Each form is associated with a schema S_j t (a name parameterized by a term) and a selector hierarchy U that specifies the domains of the variables appearing in the term. Selectors are organized into closed hierarchies to guarantee that every variable is bound and that there are no circular dependencies. The paper distinguishes closed definition systems (which use only internally defined names) from open ones (which may refer to external names), and defines the notion of a system of forms as a finite collection of definitions satisfying syntactic constraints.
To compare expressive power, the authors treat each system of forms as an operator that maps a data universe to a family of named sets. They introduce a partial order ≥ on subclasses of definitions: a subclass Φ₁ is at least as expressive as Φ₂ if for every system in Φ₁ there exists an equivalent system in Φ₂ (possibly with an extended signature) that yields the same named sets under any interpretation. Using this framework they prove that none of the four basic forms can be eliminated without strictly reducing expressive power. Moreover, extending the signature with a predicate p(x, S) that tests membership of x in a named set S yields a strictly stronger subclass.

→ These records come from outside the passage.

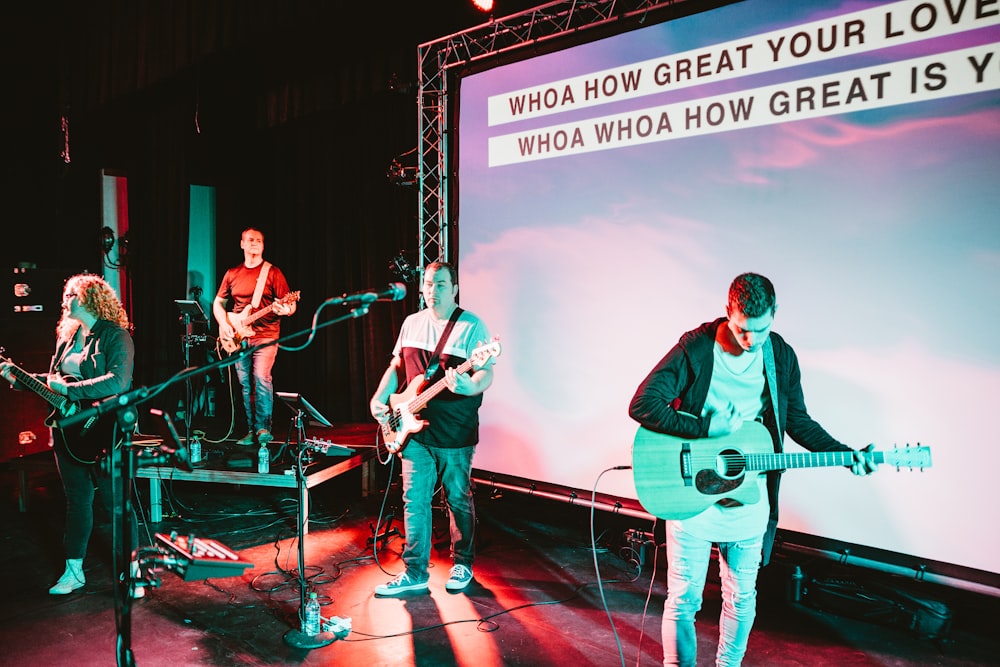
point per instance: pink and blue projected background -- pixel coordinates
(609, 192)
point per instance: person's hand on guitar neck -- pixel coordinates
(864, 461)
(6, 373)
(379, 410)
(57, 384)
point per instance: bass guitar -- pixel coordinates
(402, 419)
(88, 442)
(677, 478)
(242, 322)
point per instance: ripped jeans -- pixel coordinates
(687, 561)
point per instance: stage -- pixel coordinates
(536, 599)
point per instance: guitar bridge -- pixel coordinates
(685, 464)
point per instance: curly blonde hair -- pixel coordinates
(98, 298)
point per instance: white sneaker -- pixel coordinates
(459, 578)
(71, 580)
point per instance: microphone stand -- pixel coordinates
(121, 467)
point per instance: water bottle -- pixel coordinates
(311, 623)
(195, 450)
(795, 583)
(263, 460)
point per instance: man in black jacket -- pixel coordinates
(716, 377)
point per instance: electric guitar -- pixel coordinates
(401, 421)
(241, 322)
(677, 478)
(88, 442)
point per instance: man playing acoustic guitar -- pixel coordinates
(717, 377)
(254, 287)
(432, 344)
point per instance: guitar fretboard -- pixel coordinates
(424, 397)
(40, 388)
(804, 460)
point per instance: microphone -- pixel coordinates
(394, 292)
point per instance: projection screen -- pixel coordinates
(849, 150)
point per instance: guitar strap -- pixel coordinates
(259, 290)
(772, 379)
(432, 363)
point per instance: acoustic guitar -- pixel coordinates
(676, 478)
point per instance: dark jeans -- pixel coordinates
(80, 482)
(254, 374)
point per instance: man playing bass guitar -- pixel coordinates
(254, 285)
(434, 345)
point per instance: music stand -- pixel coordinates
(299, 405)
(191, 310)
(296, 637)
(191, 313)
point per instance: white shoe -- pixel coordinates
(72, 578)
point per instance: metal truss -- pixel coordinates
(464, 49)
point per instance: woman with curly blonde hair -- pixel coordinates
(94, 359)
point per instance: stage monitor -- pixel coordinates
(299, 405)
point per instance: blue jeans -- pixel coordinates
(422, 466)
(258, 396)
(687, 562)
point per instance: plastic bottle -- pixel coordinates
(195, 450)
(311, 622)
(263, 460)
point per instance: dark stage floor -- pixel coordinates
(535, 600)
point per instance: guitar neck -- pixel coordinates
(424, 397)
(40, 388)
(764, 462)
(259, 314)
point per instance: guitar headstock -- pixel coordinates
(908, 457)
(484, 353)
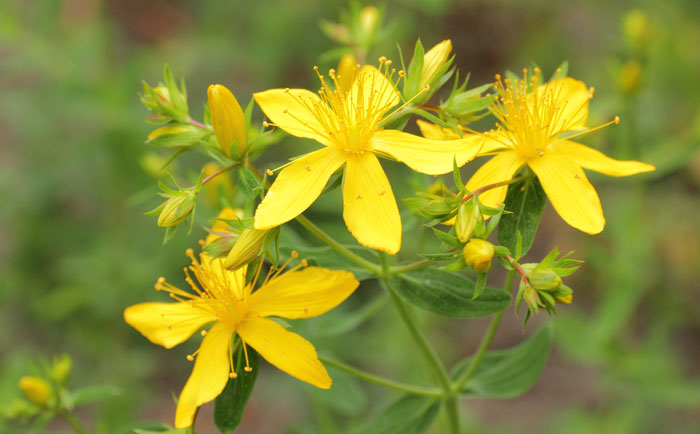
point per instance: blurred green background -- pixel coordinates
(75, 177)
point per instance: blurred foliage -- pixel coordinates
(76, 179)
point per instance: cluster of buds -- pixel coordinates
(541, 284)
(167, 101)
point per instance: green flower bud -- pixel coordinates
(246, 248)
(478, 254)
(177, 208)
(468, 217)
(544, 280)
(36, 390)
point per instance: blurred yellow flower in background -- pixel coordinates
(531, 131)
(223, 298)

The complexity analysis is built on the concept of a standard interpretation: a finite set of bearer elements Q, a set of terms Q^λ built from the functional symbols, and a diagram D that records which ground predicate atoms are true or false. A minimal standard interpretation for a given named set S_a is one where removing any atom from D would change the resulting set. Lemma 1 shows that if two systems differ in minimality for the same name, they cannot be equivalent, establishing a tool for separating expressive classes.

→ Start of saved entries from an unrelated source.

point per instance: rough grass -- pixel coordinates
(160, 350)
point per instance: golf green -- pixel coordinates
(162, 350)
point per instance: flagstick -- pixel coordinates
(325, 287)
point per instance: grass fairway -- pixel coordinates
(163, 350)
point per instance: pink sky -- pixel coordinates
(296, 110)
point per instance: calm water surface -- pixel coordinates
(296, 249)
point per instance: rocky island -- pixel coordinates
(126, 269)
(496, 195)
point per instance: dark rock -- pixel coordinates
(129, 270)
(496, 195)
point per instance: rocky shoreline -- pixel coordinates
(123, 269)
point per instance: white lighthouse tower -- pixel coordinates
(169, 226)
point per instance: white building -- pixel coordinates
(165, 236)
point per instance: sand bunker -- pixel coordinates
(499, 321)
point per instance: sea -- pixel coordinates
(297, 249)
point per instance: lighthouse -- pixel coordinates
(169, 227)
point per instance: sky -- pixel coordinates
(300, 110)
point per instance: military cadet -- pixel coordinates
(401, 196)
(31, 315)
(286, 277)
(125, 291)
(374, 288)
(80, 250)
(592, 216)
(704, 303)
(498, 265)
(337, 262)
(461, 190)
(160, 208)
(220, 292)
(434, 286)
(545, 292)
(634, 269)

Finally, the paper addresses the functional completeness of the proposed language class. By showing that any computable function can be expressed as a composition of the four basic forms together with appropriate selectors, the authors argue that programs written in this non‑procedural style are functionally complete. The selector hierarchy also serves as a static data‑dependency analysis, enabling safe parallel execution: because the dependencies are explicitly encoded, a runtime system can schedule independent selectors concurrently without risking data races.
In conclusion, the work provides a rigorous foundation for non‑procedural parallel programming languages, demonstrating that a modest set of declarative constructs suffices for full computational expressiveness while offering a clear path to parallel execution through explicit dependency specifications. The authors suggest that future research should focus on concrete language design, compiler support for selector analysis, and empirical evaluation on real parallel architectures.